そして今日こそはアキラに横井さんの話をしようと、心に決めている。

「夏休みの温泉旅館のことだけど。父さんに会えたあの世界で、まだ残されている人がいることを最近知ったんだ。横井さんっていう人」

「えっまだあそこに人が残されているの?」
アキラは想像以上に驚く。

そりゃそうだよな。僕も驚いたのだから、ビックリするよなと思いながら
隣を見ると、アキラは予想に反して目を輝かせている。
「リアルダンジョン?迷宮入りしているの?」

いや、驚くのはそこじゃない。目を輝かすんじゃないよ!
ゲームの世界の話ではない!不謹慎ですよ。
リアルにあの世界に取り残されているので。
僕は心の中でアキラを制する。

「あの時、父さんを見つけた翌日、旅館をチェックアウトした時、女将さんが父さんを見て、すごいビックリしていたのだけど、何も聞かなかった。
今思うと、女将さんはあの部屋から人がいなくなるのが分かっていたのではないかなって。横井さんはきっと父さんよりも前にあの同じ部屋から、いなくなったのだと思う」

「横井さんもあの部屋の宿泊者だったってことか!」
アキラも大きく頷く。

きっとそうだ。あの女将さんの驚愕した顔。
あの時、何も聞いてこないことに違和感があったけど、そういうことか。
女将さんは宿泊客の横井さんがいなくなったことを知っていた。
あの部屋から人がふたり、いなくなったことを分かっていたのだ。

「で、ミライ、どうする?」
アキラはすかさず、聞いてくる。

「どうするって言われても。どうしていいか、分らないよ。このまま見て見ぬ振りしていいのかな?横井さんの家族のことを考えると、このままにはしておけないよね」
僕たちふたりは、同時にため息をつく。
中学生の僕たちには、とてつもなく難しい問題だ。
横井さんには会ったこともないので、連れ戻しに行くことが親切なのか、お節介なのか分からない。助けに行くって言っても、横井さん本人が本当に助けてほしいかどうか、知る術がない。

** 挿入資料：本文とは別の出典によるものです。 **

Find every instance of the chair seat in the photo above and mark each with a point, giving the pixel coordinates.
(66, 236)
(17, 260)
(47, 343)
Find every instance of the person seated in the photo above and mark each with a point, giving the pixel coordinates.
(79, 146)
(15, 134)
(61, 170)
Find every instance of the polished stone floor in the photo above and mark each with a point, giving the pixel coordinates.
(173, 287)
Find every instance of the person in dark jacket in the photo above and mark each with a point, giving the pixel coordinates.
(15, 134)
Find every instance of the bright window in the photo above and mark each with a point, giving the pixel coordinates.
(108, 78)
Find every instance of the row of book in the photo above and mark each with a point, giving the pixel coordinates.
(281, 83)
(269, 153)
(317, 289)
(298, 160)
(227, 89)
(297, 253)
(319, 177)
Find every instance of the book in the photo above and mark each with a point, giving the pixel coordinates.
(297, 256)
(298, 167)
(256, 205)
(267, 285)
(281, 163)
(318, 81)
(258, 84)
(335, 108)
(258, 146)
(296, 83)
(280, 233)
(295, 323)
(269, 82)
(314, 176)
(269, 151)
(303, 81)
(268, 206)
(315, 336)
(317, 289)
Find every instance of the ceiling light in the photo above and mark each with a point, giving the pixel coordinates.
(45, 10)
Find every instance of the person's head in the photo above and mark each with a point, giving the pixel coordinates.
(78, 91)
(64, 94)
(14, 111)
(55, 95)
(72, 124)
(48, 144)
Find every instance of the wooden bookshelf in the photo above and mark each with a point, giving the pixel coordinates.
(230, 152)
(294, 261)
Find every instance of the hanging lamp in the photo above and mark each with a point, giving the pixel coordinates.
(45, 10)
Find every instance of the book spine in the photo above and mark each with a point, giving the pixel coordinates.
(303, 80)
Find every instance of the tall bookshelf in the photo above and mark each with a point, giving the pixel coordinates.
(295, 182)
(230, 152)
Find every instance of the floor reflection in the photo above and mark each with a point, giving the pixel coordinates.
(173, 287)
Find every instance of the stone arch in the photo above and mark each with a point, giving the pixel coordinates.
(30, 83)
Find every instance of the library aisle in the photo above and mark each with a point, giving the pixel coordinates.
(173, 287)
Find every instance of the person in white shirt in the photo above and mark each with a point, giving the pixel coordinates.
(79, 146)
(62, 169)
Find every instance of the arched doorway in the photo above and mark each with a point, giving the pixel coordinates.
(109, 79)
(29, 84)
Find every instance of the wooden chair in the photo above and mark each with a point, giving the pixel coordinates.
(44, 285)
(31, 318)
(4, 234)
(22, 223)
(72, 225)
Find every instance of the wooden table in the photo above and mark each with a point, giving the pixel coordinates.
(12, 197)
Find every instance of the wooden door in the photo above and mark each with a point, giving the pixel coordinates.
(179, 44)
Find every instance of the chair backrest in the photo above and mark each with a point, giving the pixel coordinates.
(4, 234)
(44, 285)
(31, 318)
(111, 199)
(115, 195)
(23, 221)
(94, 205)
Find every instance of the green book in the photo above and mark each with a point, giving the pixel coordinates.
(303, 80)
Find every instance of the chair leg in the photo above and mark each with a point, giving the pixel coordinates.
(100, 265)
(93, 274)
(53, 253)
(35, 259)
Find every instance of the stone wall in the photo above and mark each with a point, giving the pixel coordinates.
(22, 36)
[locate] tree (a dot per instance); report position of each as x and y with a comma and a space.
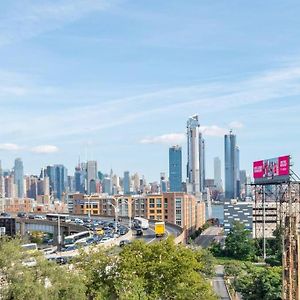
161, 270
260, 283
43, 280
239, 244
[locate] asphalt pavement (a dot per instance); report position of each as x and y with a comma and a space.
206, 238
219, 284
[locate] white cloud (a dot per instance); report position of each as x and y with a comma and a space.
10, 147
213, 130
27, 19
169, 139
236, 125
44, 149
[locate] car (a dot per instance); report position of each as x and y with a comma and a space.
139, 232
5, 214
105, 239
22, 215
39, 217
124, 243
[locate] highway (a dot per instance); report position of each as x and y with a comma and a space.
219, 284
206, 238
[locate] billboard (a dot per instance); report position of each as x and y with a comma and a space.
274, 170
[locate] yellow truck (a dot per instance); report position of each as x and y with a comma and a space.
160, 229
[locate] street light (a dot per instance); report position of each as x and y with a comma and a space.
116, 207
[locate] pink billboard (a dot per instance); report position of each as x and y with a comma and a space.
274, 169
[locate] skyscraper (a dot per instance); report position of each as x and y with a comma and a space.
196, 157
232, 166
19, 177
126, 183
1, 182
92, 172
175, 169
217, 173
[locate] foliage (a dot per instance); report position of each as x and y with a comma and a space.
43, 280
197, 232
239, 243
161, 270
259, 283
37, 237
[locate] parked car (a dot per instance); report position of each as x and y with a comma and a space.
6, 215
139, 232
22, 215
124, 243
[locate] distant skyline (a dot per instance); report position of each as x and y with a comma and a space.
116, 81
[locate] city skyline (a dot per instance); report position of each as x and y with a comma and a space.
73, 93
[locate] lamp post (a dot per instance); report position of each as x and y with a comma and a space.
116, 207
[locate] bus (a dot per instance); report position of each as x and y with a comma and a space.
29, 247
77, 238
54, 217
143, 223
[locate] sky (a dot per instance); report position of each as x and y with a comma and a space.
116, 81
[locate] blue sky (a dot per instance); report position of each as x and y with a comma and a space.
116, 80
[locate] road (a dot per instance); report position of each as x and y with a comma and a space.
219, 284
207, 236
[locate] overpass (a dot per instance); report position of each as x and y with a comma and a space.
23, 226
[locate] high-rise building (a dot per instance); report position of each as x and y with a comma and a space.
196, 157
217, 173
19, 177
175, 169
232, 167
126, 183
163, 183
1, 182
92, 173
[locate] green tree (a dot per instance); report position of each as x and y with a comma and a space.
239, 244
161, 270
260, 283
42, 280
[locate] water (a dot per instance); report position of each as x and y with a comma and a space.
217, 212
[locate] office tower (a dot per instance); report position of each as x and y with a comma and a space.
1, 182
196, 157
126, 183
61, 181
163, 183
80, 176
107, 185
136, 183
92, 172
232, 165
217, 173
175, 169
19, 177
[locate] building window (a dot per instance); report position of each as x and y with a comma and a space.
158, 203
151, 203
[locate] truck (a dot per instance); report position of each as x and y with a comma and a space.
160, 229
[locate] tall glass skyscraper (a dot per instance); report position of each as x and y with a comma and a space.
19, 177
217, 173
196, 157
126, 183
175, 169
232, 167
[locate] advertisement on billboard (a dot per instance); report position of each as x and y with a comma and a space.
274, 170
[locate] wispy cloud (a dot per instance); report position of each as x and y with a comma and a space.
27, 19
41, 149
169, 139
9, 147
44, 149
211, 98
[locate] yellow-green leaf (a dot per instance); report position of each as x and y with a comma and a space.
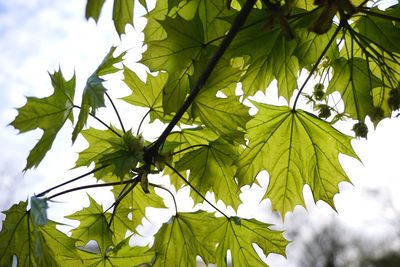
49, 114
296, 148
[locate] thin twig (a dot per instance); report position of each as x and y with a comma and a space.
92, 186
116, 112
72, 180
172, 195
314, 68
121, 196
187, 148
195, 190
141, 122
152, 150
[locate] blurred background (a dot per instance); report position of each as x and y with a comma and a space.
40, 36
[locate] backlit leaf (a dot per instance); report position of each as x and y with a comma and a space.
93, 94
296, 148
122, 14
354, 81
238, 235
49, 114
121, 255
182, 231
93, 225
93, 9
211, 169
33, 245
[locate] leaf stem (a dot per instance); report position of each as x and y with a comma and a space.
315, 66
121, 196
141, 122
239, 21
116, 112
70, 181
195, 190
92, 186
187, 148
102, 122
367, 11
172, 195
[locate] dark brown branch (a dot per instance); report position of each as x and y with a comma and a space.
70, 181
152, 150
93, 186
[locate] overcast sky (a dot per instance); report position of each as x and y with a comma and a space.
38, 36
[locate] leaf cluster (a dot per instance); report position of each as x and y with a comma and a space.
206, 61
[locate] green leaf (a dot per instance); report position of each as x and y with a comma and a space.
148, 95
93, 225
211, 169
93, 94
138, 201
179, 241
379, 31
122, 14
120, 223
311, 46
213, 15
39, 211
93, 9
296, 148
272, 56
121, 255
175, 54
124, 154
187, 138
49, 114
226, 116
33, 245
354, 81
238, 235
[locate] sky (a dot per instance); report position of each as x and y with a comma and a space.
40, 36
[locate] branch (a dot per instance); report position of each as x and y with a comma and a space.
93, 186
195, 190
172, 195
102, 122
116, 112
152, 150
70, 181
314, 68
121, 195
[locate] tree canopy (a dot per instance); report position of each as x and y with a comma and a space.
206, 59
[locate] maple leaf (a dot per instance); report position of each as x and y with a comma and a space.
182, 231
296, 148
211, 169
355, 82
238, 235
122, 14
137, 201
148, 95
187, 138
93, 226
213, 15
93, 9
379, 31
226, 116
121, 255
271, 56
175, 54
93, 94
49, 114
32, 244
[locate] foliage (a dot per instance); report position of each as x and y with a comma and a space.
198, 52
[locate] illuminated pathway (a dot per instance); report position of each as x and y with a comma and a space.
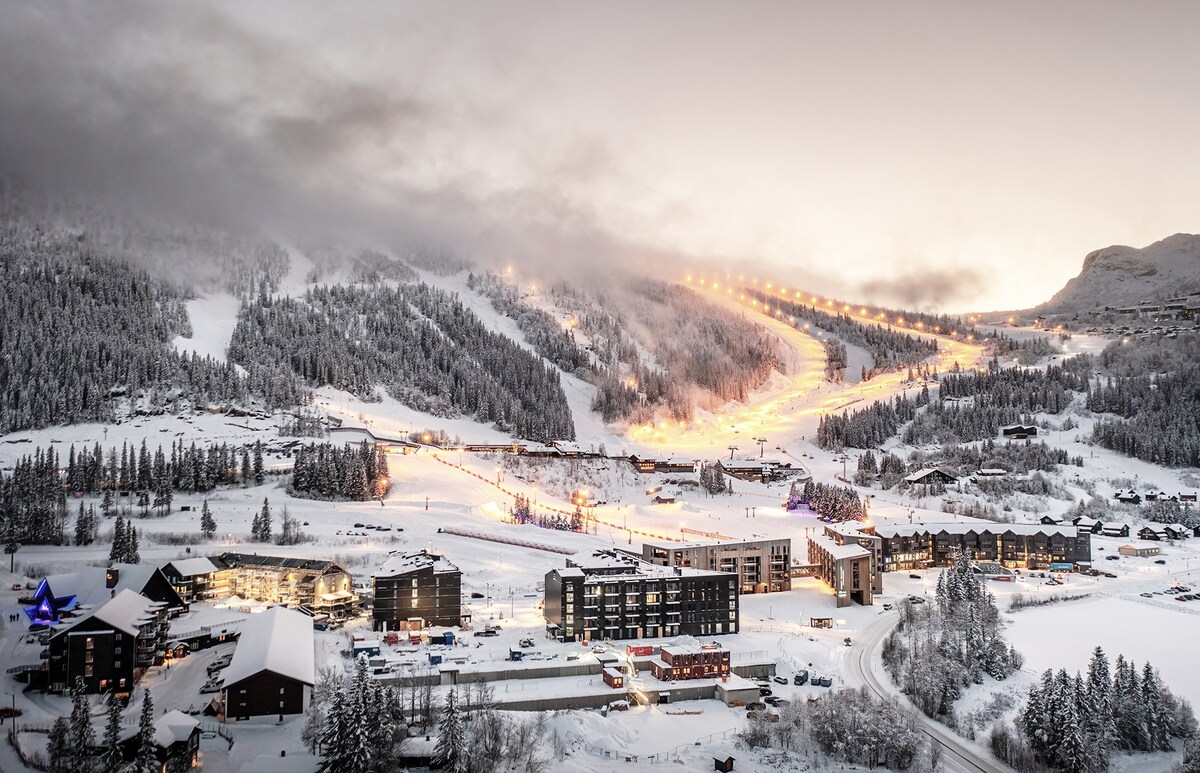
789, 407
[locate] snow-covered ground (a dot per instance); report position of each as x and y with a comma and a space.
432, 490
214, 318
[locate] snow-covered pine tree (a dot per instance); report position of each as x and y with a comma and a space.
208, 523
58, 747
113, 760
264, 522
120, 541
451, 736
145, 761
83, 735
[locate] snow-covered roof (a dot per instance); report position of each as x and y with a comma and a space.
281, 641
294, 762
634, 567
849, 528
173, 727
127, 611
839, 551
963, 528
689, 649
924, 473
89, 583
192, 567
399, 563
709, 543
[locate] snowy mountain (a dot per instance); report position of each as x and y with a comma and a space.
1121, 275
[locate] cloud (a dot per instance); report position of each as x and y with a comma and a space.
925, 288
822, 137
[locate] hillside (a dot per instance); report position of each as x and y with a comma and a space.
1120, 275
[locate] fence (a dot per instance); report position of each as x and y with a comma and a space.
670, 755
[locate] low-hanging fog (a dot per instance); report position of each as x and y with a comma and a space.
935, 156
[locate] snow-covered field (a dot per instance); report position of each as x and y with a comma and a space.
437, 489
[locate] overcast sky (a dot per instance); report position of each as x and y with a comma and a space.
941, 154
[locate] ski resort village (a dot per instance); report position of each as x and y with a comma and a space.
904, 546
611, 388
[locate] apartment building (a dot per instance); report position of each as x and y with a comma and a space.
109, 647
1023, 545
617, 595
846, 557
761, 565
413, 591
682, 661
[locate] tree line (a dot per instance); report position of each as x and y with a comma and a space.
889, 348
84, 337
940, 648
419, 342
1078, 723
327, 472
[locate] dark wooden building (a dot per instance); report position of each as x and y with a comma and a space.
273, 669
93, 586
617, 595
1026, 545
417, 591
683, 661
111, 647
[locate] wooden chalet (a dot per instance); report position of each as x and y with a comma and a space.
931, 477
1114, 529
273, 669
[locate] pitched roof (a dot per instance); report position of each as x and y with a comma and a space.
929, 471
399, 563
89, 583
281, 641
1025, 529
126, 611
174, 726
192, 567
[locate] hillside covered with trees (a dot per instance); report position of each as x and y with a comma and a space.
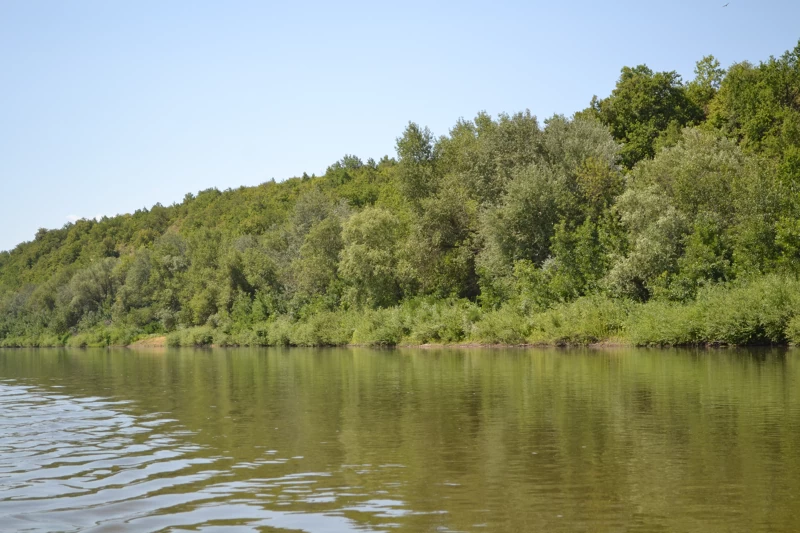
667, 212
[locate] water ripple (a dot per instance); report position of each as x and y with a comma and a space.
84, 464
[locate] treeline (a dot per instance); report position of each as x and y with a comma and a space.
665, 213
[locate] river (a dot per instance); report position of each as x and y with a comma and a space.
340, 440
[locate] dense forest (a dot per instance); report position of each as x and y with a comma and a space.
667, 212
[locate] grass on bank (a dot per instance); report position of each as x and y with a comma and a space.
762, 311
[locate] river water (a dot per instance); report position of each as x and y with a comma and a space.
341, 440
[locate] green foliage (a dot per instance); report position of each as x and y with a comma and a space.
665, 213
643, 107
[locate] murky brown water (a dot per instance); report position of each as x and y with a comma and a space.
402, 440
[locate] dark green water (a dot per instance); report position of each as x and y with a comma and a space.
400, 440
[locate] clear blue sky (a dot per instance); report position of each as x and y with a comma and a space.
107, 107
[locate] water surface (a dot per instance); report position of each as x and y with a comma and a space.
399, 440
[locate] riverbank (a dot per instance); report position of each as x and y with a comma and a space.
765, 311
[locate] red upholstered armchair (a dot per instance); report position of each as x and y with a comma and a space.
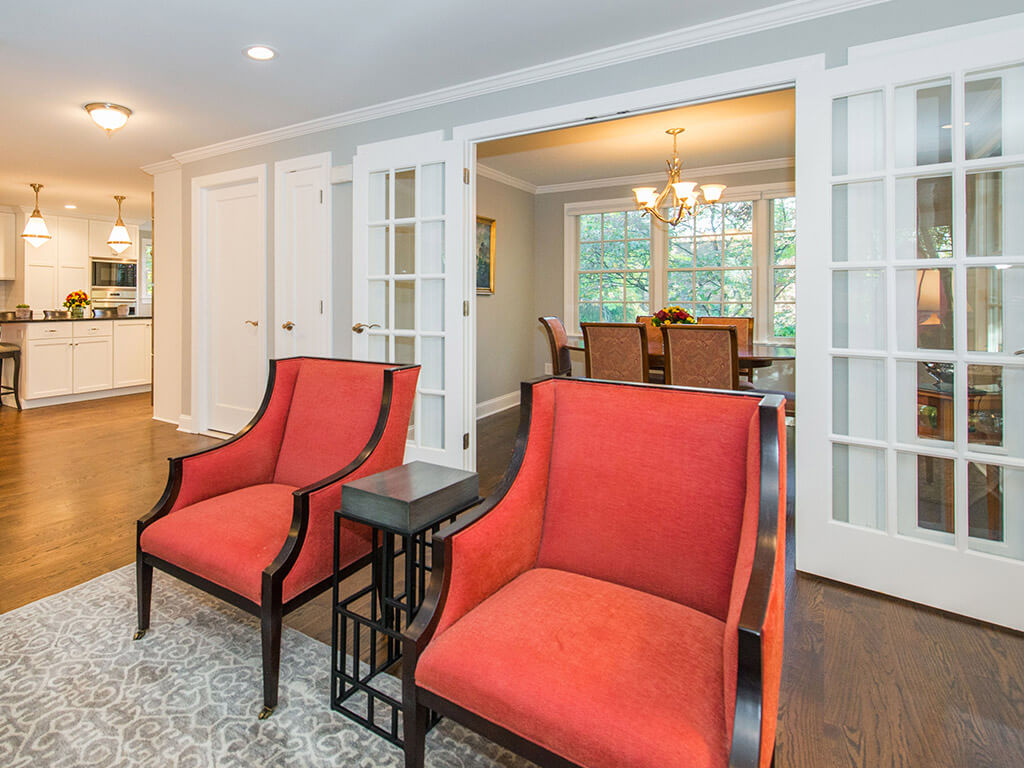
251, 520
593, 614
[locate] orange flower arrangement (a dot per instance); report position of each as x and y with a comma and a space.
673, 315
77, 298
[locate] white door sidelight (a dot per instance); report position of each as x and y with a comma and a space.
409, 281
911, 323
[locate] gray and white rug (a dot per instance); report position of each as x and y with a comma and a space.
75, 690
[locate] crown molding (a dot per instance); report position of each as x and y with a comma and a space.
651, 178
164, 165
750, 23
504, 178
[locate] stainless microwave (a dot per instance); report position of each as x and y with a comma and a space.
114, 273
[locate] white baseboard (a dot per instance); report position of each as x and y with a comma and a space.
497, 404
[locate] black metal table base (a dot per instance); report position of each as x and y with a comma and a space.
369, 624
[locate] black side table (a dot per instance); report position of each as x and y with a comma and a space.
410, 503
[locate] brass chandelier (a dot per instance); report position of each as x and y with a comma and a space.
681, 198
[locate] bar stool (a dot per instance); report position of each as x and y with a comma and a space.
14, 352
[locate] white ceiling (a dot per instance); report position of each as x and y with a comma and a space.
736, 130
179, 66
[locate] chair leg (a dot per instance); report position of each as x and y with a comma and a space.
415, 735
14, 381
143, 596
270, 635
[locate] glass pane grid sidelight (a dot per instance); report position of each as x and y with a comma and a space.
928, 310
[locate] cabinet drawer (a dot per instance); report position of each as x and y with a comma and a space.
85, 329
47, 331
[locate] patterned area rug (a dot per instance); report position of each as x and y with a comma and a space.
75, 690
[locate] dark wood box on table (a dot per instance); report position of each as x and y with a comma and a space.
407, 500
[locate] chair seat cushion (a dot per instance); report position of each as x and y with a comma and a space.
228, 539
603, 675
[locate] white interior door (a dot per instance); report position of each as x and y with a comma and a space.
302, 257
409, 281
228, 298
912, 443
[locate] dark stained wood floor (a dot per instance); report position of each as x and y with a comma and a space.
868, 681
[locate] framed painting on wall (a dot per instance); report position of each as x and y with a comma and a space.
484, 255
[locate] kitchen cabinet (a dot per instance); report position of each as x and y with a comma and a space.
132, 352
93, 358
48, 368
8, 245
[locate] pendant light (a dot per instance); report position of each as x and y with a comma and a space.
35, 228
119, 240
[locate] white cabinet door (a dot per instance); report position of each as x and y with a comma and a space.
8, 238
47, 368
93, 364
131, 352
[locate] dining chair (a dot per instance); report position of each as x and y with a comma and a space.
616, 351
561, 365
700, 356
744, 333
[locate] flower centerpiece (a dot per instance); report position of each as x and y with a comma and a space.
673, 315
77, 301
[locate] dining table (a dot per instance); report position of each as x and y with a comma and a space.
751, 355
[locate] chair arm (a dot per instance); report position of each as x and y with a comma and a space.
759, 626
468, 566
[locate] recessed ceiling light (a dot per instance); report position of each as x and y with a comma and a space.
260, 52
107, 116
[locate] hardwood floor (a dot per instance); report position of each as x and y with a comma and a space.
868, 681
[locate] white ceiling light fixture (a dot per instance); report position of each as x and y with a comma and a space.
260, 52
107, 116
119, 240
35, 228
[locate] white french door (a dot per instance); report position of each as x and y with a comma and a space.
409, 281
911, 324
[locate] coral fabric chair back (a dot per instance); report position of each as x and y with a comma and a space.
700, 356
674, 531
743, 326
561, 364
654, 345
616, 351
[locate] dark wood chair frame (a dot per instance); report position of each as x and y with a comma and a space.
667, 339
561, 363
641, 329
418, 704
14, 354
271, 608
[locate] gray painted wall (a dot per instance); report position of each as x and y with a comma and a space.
506, 318
830, 36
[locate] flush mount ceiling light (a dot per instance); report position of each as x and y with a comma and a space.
682, 196
35, 228
119, 240
260, 52
107, 116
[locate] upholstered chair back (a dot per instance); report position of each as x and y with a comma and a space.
644, 489
616, 351
743, 326
700, 356
558, 340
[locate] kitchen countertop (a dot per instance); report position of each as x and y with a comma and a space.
78, 320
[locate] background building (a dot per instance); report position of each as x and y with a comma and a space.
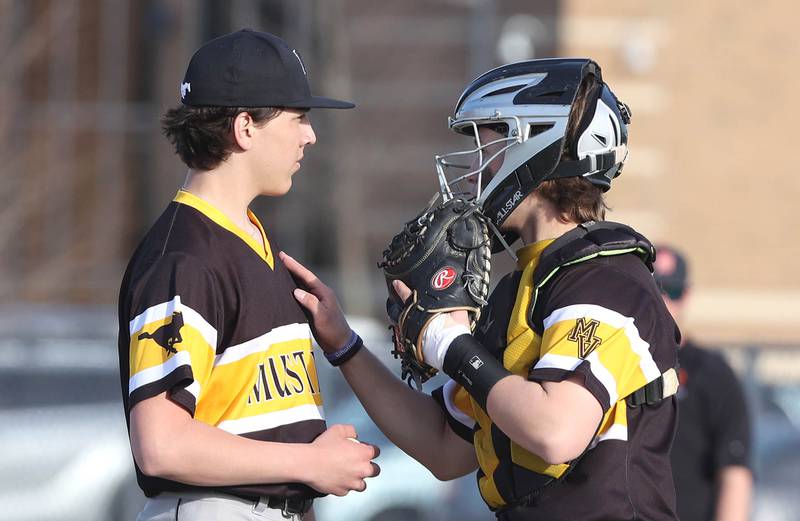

思わぬ難題にため息をつくふたりとは対照的に、空には太陽が燦々と輝き、光の筋が地上に降り注いでいる。
今日もいいお天気だ。
こんないい天気の日は、このまま学校に行かないで、どこか遠くへ行きたくなる。海を見ながら、太陽の光を浴びるのもいいなあ。

下駄箱に到着すると同時に始業前のチャイムが鳴り響き、そんな淡い野望は跡形もなく、消えていった。
隣のアキラは眠そうに大きな欠伸をして、思いっきり伸びをしながら両腕を垂直に上げている。欠伸が伝染するというのは本当らしい。
僕はこぼれ出そうな欠伸を口で押さえながら、靴から上履きに履き替えて、教室へ向かう。

今日もまたいつもと同じような1日が始まる。